Socialist Head Seeks Governing Alliance to End Spain Impasse

  • Sanchez says he will need at least four weeks to reach a deal
  • Talks due to start Wednesday in parliament, Socialists say

Socialist leader Pedro Sanchez begins his search for allies Wednesday after King Felipe VI asked him to try to end the political impasse in Spain.

Officials from the Socialist Party will hold talks with rival groups in Madrid Wednesday afternoon as Sanchez seeks the votes to win a confidence vote, Antonio Hernando, who leads the Socialists in Parliament, said in a radio interview. Sanchez said he would reach out to parties on both sides of the political spectrum as he tries to put together a program for governing.

Pedro Sanchez
Pedro Sanchez
Photographer: Pau Barrena/Bloomberg

Six weeks after Spaniards elected the most divided parliament in the country’s history, political leaders are still searching for a combination of parties that can command enough support to push through legislation. The complex arithmetic of Spain’s inconclusive December elections presents a challenge for Sanchez, who finished second in December with 90 lawmakers in the 350-strong chamber.
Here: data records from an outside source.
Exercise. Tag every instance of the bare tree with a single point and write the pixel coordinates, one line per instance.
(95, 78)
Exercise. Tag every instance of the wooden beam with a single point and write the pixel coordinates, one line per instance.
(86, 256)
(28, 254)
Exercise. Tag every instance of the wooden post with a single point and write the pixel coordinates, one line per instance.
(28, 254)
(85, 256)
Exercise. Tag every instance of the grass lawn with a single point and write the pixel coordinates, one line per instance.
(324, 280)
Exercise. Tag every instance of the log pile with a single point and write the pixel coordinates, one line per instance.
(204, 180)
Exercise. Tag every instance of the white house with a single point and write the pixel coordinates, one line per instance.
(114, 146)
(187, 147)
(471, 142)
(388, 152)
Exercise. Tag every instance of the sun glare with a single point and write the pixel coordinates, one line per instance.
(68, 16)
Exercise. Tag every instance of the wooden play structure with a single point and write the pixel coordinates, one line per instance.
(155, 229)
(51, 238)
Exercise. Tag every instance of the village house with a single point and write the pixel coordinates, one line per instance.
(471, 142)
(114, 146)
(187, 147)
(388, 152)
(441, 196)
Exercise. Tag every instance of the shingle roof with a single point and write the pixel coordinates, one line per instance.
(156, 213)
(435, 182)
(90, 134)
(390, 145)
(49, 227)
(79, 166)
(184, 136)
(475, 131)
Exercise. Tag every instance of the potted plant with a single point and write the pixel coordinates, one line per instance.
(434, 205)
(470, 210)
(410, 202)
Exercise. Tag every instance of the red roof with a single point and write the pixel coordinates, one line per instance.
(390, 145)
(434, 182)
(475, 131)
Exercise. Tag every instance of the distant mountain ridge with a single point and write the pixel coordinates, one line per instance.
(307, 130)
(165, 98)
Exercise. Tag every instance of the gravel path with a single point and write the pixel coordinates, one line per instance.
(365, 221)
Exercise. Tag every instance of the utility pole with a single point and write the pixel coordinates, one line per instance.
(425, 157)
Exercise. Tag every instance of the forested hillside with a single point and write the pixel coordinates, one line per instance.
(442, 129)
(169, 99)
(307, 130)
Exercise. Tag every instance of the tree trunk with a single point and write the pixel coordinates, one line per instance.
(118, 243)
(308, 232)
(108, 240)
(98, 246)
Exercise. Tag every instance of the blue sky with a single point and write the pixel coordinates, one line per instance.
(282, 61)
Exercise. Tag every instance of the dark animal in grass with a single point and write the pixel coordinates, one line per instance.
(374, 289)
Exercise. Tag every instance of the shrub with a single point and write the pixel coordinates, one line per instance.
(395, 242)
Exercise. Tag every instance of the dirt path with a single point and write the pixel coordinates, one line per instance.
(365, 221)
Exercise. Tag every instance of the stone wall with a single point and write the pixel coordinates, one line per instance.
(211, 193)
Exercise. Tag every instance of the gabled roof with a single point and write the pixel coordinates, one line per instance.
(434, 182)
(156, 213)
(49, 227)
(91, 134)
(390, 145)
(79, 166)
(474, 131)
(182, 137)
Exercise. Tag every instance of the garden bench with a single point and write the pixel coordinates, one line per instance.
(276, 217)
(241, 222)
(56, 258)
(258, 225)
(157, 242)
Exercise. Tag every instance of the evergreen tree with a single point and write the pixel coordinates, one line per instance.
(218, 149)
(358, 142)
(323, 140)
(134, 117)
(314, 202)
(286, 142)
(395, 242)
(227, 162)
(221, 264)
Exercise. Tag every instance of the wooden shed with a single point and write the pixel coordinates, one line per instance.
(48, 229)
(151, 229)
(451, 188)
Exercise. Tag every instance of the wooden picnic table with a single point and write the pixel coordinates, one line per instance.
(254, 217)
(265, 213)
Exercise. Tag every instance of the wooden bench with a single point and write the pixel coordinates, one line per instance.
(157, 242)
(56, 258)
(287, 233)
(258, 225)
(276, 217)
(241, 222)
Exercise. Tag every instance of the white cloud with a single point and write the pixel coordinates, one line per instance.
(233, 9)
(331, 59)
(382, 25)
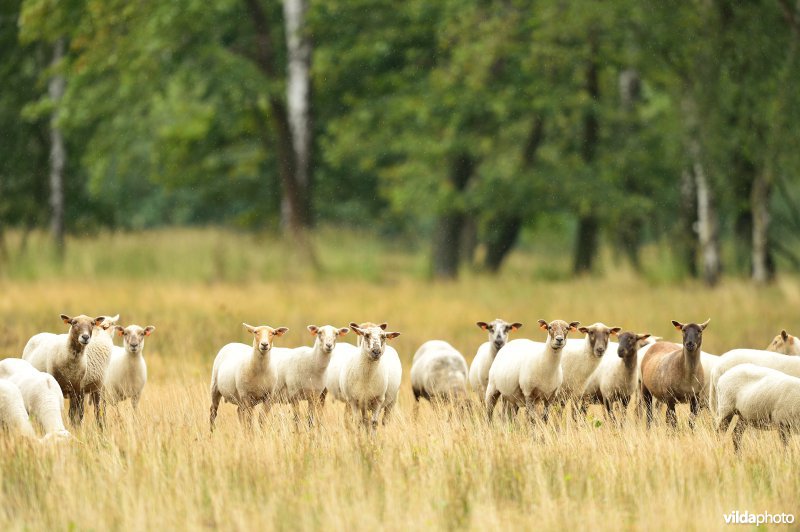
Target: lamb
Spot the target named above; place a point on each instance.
(300, 372)
(13, 416)
(762, 397)
(126, 371)
(786, 364)
(580, 358)
(243, 375)
(64, 357)
(525, 372)
(785, 343)
(41, 395)
(363, 380)
(674, 375)
(616, 377)
(438, 373)
(498, 336)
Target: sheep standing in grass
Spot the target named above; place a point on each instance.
(126, 372)
(438, 373)
(785, 343)
(300, 372)
(363, 380)
(498, 337)
(243, 374)
(13, 416)
(762, 397)
(616, 378)
(673, 375)
(526, 372)
(64, 357)
(579, 359)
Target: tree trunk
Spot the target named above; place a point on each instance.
(58, 153)
(298, 98)
(447, 234)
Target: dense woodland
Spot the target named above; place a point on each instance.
(619, 123)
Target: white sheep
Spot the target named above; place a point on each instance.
(126, 371)
(785, 343)
(479, 369)
(300, 372)
(525, 372)
(41, 395)
(762, 397)
(13, 416)
(616, 377)
(438, 373)
(786, 364)
(363, 380)
(580, 358)
(243, 374)
(64, 357)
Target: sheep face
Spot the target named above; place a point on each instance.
(373, 340)
(630, 343)
(785, 343)
(498, 331)
(692, 334)
(557, 331)
(133, 336)
(598, 337)
(263, 336)
(327, 336)
(81, 327)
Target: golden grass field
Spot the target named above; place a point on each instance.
(162, 469)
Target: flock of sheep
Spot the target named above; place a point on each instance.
(762, 387)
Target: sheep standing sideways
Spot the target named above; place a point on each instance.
(785, 343)
(525, 372)
(762, 397)
(126, 371)
(64, 357)
(786, 364)
(243, 374)
(674, 375)
(438, 373)
(363, 380)
(498, 337)
(616, 379)
(300, 372)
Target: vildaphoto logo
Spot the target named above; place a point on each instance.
(747, 518)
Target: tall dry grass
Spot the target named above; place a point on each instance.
(163, 469)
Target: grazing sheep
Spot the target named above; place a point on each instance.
(786, 364)
(438, 373)
(364, 381)
(580, 358)
(243, 374)
(43, 399)
(785, 343)
(761, 397)
(126, 371)
(674, 375)
(64, 357)
(13, 416)
(98, 353)
(300, 372)
(616, 378)
(479, 369)
(525, 372)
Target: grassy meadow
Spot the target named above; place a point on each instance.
(162, 469)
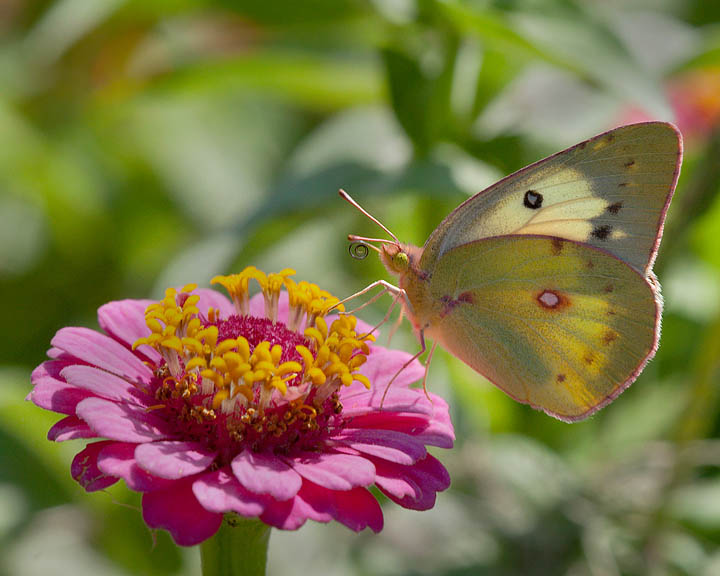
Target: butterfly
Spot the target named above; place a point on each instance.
(543, 282)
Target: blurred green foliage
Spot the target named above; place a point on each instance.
(150, 143)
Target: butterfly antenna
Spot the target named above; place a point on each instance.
(349, 199)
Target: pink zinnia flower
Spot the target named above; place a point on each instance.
(264, 407)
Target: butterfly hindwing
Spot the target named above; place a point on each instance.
(556, 324)
(611, 192)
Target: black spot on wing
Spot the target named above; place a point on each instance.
(614, 208)
(602, 232)
(532, 199)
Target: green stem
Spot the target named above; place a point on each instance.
(238, 549)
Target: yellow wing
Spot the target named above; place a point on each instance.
(611, 191)
(556, 324)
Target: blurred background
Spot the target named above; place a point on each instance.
(150, 143)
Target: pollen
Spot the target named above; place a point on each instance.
(270, 380)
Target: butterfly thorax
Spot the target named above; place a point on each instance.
(403, 261)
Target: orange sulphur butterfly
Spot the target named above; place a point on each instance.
(543, 282)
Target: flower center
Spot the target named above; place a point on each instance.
(254, 382)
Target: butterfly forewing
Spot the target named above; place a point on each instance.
(611, 191)
(556, 324)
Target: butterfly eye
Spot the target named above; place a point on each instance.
(400, 261)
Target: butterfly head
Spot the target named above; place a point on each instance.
(395, 258)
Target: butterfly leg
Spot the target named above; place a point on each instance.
(396, 325)
(423, 347)
(387, 288)
(387, 315)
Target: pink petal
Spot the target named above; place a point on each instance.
(413, 487)
(220, 492)
(397, 400)
(291, 514)
(102, 351)
(178, 511)
(357, 508)
(213, 299)
(121, 422)
(429, 431)
(57, 396)
(51, 392)
(124, 320)
(173, 459)
(57, 354)
(102, 384)
(397, 484)
(266, 474)
(334, 471)
(70, 428)
(383, 363)
(388, 445)
(118, 459)
(85, 471)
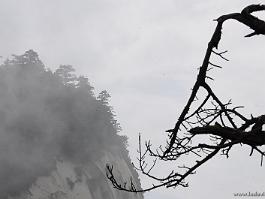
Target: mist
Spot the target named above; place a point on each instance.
(47, 116)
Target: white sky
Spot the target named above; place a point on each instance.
(146, 54)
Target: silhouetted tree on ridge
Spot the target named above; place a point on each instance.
(47, 116)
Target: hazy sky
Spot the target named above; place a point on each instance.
(146, 54)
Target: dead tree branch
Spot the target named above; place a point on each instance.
(222, 124)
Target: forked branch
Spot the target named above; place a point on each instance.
(221, 124)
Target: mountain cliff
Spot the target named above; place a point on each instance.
(56, 136)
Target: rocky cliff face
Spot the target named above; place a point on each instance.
(70, 181)
(56, 135)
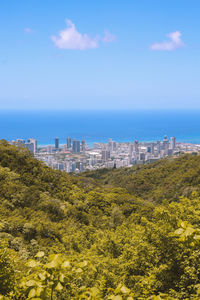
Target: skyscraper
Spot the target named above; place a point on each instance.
(172, 143)
(69, 142)
(34, 142)
(56, 143)
(83, 145)
(76, 146)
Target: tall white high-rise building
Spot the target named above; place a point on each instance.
(172, 143)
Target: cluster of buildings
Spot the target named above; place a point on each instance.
(77, 156)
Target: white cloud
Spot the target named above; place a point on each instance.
(108, 37)
(70, 38)
(28, 30)
(174, 43)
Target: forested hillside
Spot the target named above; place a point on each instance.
(110, 234)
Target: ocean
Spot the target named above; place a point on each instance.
(99, 126)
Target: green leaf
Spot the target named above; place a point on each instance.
(42, 276)
(59, 287)
(40, 254)
(32, 263)
(189, 231)
(79, 270)
(66, 264)
(124, 289)
(83, 264)
(30, 283)
(179, 231)
(53, 264)
(62, 277)
(94, 291)
(32, 293)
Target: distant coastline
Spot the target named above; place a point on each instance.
(99, 126)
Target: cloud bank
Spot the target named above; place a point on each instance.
(174, 42)
(70, 38)
(28, 30)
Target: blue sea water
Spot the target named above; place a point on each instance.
(98, 126)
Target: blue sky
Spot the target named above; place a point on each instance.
(130, 54)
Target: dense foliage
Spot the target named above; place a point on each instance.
(110, 234)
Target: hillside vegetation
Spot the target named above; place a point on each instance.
(131, 233)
“It is still very unclear what government coalition is most likely, as there is no obvious coalition,” Antonio Garcia Pascual, chief Europe economist at Barclays Capital in London, said in a note to clients. “New elections remain likely, but we are still early in the negotiation process and further changes in the political landscape are still possible.”

Sanchez said Wednesday he will meet Ciudadanos’s leader Albert Rivera on Thursday and Pablo Iglesias, who heads Podemos, on Friday.

Problems With Podemos

The most likely solution would be a pact with the anti-austerity group Podemos, but that combination brings a series of pitfalls.

Podemos leader Iglesias has riled senior Socialist officials with his belligerent tone as he tried to browbeat Sanchez into joining an alliance. Podemos is also challenging the Socialists’ dominance of the progressive vote in Spain and the party’s flirtation with Catalan separatism alarms some within the Socialist ranks, especially those from parts of Spain helped by subsidies financed in part by the Catalans.

“I can’t see a government with Podemos, I just don’t see it,” Susana Diaz, the powerful regional president from the Socialist stronghold of Andalusia, told the party’s federal committee Saturday. “That’s not the Socialist government with a progressive agenda that we’ve discussed here.”

Sanchez said his government would focus on creating jobs, tackling corruption and reforming the constitution to shape Spain as a federal state as he also defends national unity in the face of secessionist challenges in Catalonia. He’s promised to give Socialist members a vote on any deal before presenting it to the party leadership before ratification.

After that, he’ll head to parliament where a plurality of votes is enough at the second round to take office. That means abstentions can help him get through if he’s short of a full majority.

“We are starting on a path with a bag made of illusion, responsibilities, principles, convictions and generosity,” said Sanchez in a speech to his party’s lawmakers on Wednesday. “When during the negotiations you encounter rude remarks, arrogant attitudes, or hard to accept proposals, what I ask you is that we have a respectful answer.”

Possible Combinations

Acting Prime Minister Mariano Rajoy’s People’s Party and Podemos have both pledged to vote against an alliance between the Socialists and Ciudadanos, the preferred option for some Socialist officials, so that combination is unlikely. But Ciudadanos’s Rivera this week signaled his group might abstain to allow the Socialists and Podemos.

Ciudadanos’s abstention might make a deal with Podemos more palatable to Sanchez’s opponents within the Socialists ranks because it would allow him to get through without help from Catalan separatists. But it would rankle with Iglesias, who says he won’t accept support from pro-market Ciudadanos in any form.

“We are facing a vote with a high level of uncertainty,” said Lluis Orriols, a political scientist at Madrid’s Carlos III University, by phone. “Sanchez is in a very complicated situation, so the chances of him failing in the vote are quite high.”